How Assembled shipped GPT-5 support within two hours of launch
Early in Assembled's development, routing all inference through a single model created a single point of failure that caused outages; new model releases required downstream service code changes, making rapid integration impractical.
Routing all inference to a single model caused production outages, forcing the team to rethink the architecture.
OpenAI launched GPT-5 at 10 AM PT; by 12 PM it had cleared Assembled's evaluation harness and appeared as a toggle in every customer dashboard—a two-hour turnaround.
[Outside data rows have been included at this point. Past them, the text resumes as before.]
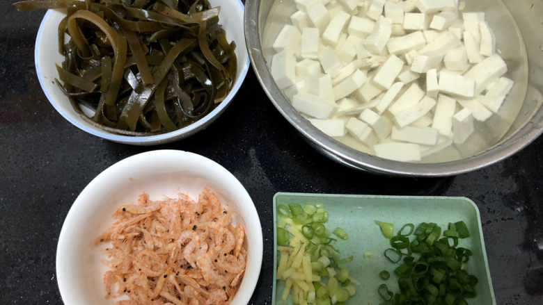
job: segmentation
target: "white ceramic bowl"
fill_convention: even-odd
[[[237,57],[237,74],[232,90],[226,98],[211,113],[200,120],[175,131],[156,135],[134,137],[121,135],[107,132],[84,121],[74,110],[68,98],[63,94],[55,83],[58,78],[55,63],[61,64],[64,56],[58,53],[58,23],[66,15],[65,11],[49,10],[43,17],[36,38],[34,60],[38,79],[45,96],[53,107],[64,118],[77,127],[94,135],[114,142],[136,145],[152,145],[164,144],[191,135],[205,129],[224,112],[234,99],[243,83],[249,67],[249,58],[245,47],[243,31],[244,6],[239,0],[210,0],[212,6],[221,6],[219,15],[219,24],[226,31],[228,41],[236,44],[235,53]]]
[[[66,305],[111,305],[102,277],[106,256],[95,239],[113,223],[113,213],[123,203],[135,203],[145,191],[152,200],[179,192],[193,198],[207,187],[245,226],[247,263],[233,305],[246,304],[260,273],[262,227],[247,192],[224,167],[203,156],[158,150],[123,160],[104,170],[83,190],[66,217],[56,250],[58,288]]]

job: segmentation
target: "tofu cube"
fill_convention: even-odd
[[[373,31],[365,39],[364,46],[372,53],[380,54],[383,52],[391,34],[392,23],[384,16],[381,16]]]
[[[301,38],[301,34],[296,26],[285,24],[274,42],[274,49],[276,52],[287,50],[294,54],[299,54]]]
[[[379,114],[382,115],[384,113],[403,87],[404,83],[402,82],[395,83],[391,86],[391,88],[386,91],[383,97],[379,100],[379,104],[375,106],[375,110]]]
[[[272,76],[279,89],[285,89],[296,81],[296,56],[283,50],[272,58]]]
[[[505,62],[499,55],[494,54],[472,67],[464,76],[475,81],[475,94],[479,94],[507,72]]]
[[[357,69],[350,76],[333,86],[336,99],[343,99],[361,88],[368,79],[364,72]]]
[[[466,71],[470,66],[466,47],[464,46],[447,53],[443,61],[445,67],[450,71]]]
[[[316,60],[304,59],[296,63],[296,79],[304,79],[310,75],[320,74],[320,63]]]
[[[487,108],[497,113],[501,107],[503,100],[513,88],[513,81],[501,77],[490,84],[487,90],[487,94],[481,99],[481,103]]]
[[[437,83],[437,69],[431,69],[426,72],[426,95],[437,98],[439,93],[439,85]]]
[[[307,11],[307,15],[315,27],[319,28],[319,31],[324,31],[328,24],[330,22],[330,14],[324,4],[320,3],[315,4]]]
[[[496,36],[488,23],[479,22],[479,29],[481,33],[481,44],[479,53],[485,56],[490,56],[496,53]]]
[[[404,128],[423,117],[436,106],[436,100],[424,97],[416,105],[404,109],[394,116],[394,121],[400,128]]]
[[[475,96],[475,81],[446,71],[439,72],[439,91],[464,97]]]
[[[345,124],[347,131],[353,137],[368,146],[372,146],[377,142],[377,137],[373,133],[372,129],[365,123],[356,117],[351,117]]]
[[[322,40],[325,43],[335,46],[338,43],[340,34],[343,32],[351,15],[345,12],[339,12],[328,24],[322,33]]]
[[[434,112],[432,128],[436,129],[443,135],[450,136],[452,132],[452,117],[455,112],[456,100],[446,95],[439,94]]]
[[[319,57],[319,29],[304,28],[301,31],[300,54],[304,58],[317,59]]]
[[[292,25],[298,28],[299,31],[302,31],[304,28],[309,26],[307,14],[301,10],[297,10],[291,15],[290,21],[292,22]]]
[[[392,122],[386,117],[381,116],[366,108],[360,114],[359,119],[371,127],[377,138],[381,141],[385,140],[391,134]]]
[[[455,12],[441,12],[434,15],[434,18],[432,19],[432,22],[430,22],[430,28],[437,31],[443,31],[452,24],[455,20],[457,19],[458,15]]]
[[[466,47],[466,55],[471,63],[478,63],[482,61],[480,44],[475,41],[473,35],[467,31],[464,31],[464,45]]]
[[[316,119],[328,119],[338,109],[335,104],[323,101],[320,97],[306,92],[299,92],[292,97],[292,107]]]
[[[403,67],[403,60],[395,55],[391,55],[377,70],[373,77],[373,82],[384,89],[390,89]]]
[[[437,144],[437,129],[430,127],[405,126],[401,129],[392,129],[392,140],[396,141],[409,142],[410,143],[423,145],[435,145]]]
[[[469,110],[464,108],[452,117],[452,140],[455,144],[466,142],[473,130],[473,116]]]
[[[341,60],[330,47],[325,47],[319,50],[319,61],[324,73],[331,74],[332,77],[335,77],[341,69]]]
[[[375,27],[375,22],[368,18],[352,16],[347,28],[347,33],[365,38],[373,31]]]
[[[414,143],[380,143],[374,145],[375,156],[400,162],[420,160],[420,145]]]
[[[414,83],[409,88],[388,108],[388,112],[396,115],[405,109],[414,106],[424,97],[425,92],[416,83]],[[415,122],[417,119],[413,120]]]
[[[343,137],[347,133],[345,121],[343,119],[309,119],[309,122],[317,129],[331,137]]]
[[[385,2],[384,0],[372,0],[372,3],[366,12],[368,17],[374,20],[378,20],[381,14],[383,13]]]
[[[394,37],[388,40],[386,47],[391,54],[404,54],[411,50],[417,50],[426,45],[423,32],[418,31],[404,36]]]
[[[404,23],[404,6],[401,3],[388,1],[384,6],[385,17],[392,19],[393,24]]]
[[[428,15],[422,13],[406,13],[404,16],[404,29],[427,30],[429,24]]]

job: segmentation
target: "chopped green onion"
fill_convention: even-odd
[[[388,222],[379,222],[375,220],[375,223],[381,228],[381,231],[387,239],[392,238],[394,236],[394,225]]]
[[[407,232],[404,232],[404,230],[405,229],[405,228],[409,228],[409,231],[408,231]],[[415,225],[414,224],[407,224],[404,225],[404,226],[402,226],[402,229],[400,229],[400,231],[398,231],[398,235],[399,235],[400,236],[410,236],[413,233],[413,231],[414,229],[415,229]]]
[[[343,230],[343,229],[341,229],[340,227],[336,228],[336,229],[333,230],[333,231],[332,233],[336,236],[338,236],[338,238],[341,238],[341,239],[343,239],[344,240],[349,238],[347,236],[347,232],[345,232],[345,230]]]

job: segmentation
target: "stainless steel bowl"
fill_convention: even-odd
[[[276,3],[276,2],[278,2]],[[543,1],[466,1],[466,10],[485,10],[497,24],[501,48],[508,65],[524,63],[524,73],[515,76],[520,85],[518,111],[491,147],[460,160],[434,163],[409,163],[385,160],[349,147],[326,135],[300,115],[278,89],[268,69],[271,51],[263,42],[265,24],[284,24],[292,10],[292,0],[249,0],[245,3],[245,39],[253,68],[276,108],[319,151],[344,165],[373,172],[402,176],[443,176],[476,170],[520,151],[543,133]],[[507,22],[516,24],[512,28]],[[503,26],[501,26],[501,24]],[[267,28],[267,31],[269,31]],[[523,39],[524,38],[524,39]],[[524,41],[524,42],[523,42]],[[269,44],[269,43],[268,43]],[[527,60],[526,60],[527,58]],[[524,63],[521,63],[523,61]],[[489,128],[492,128],[491,126]]]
Frequently asked questions
What did this team achieve with this AI workflow?
OpenAI launched GPT-5 at 10 AM PT; by 12 PM it had cleared Assembled's evaluation harness and appeared as a toggle in every customer dashboard—a two-hour turnaround.
What tools did this team use?
GPT-5, LLM-as-a-judge, OpenAI.
What results were reported?
Model integration turnaround: two-hour turnaround; Time from launch to customer availability: 10 AM PT to 12 PM (source-reported, not independently verified).
What failed first in this deployment?
Routing all inference to a single model caused production outages, forcing the team to rethink the architecture.
How is this customer support AI workflow structured?
Monitor release signals → Pre-stage model config → Domain-specific eval suites → LLM-as-a-judge scoring → Human evaluation check → Provider-agnostic router swap → Customer dashboard toggle.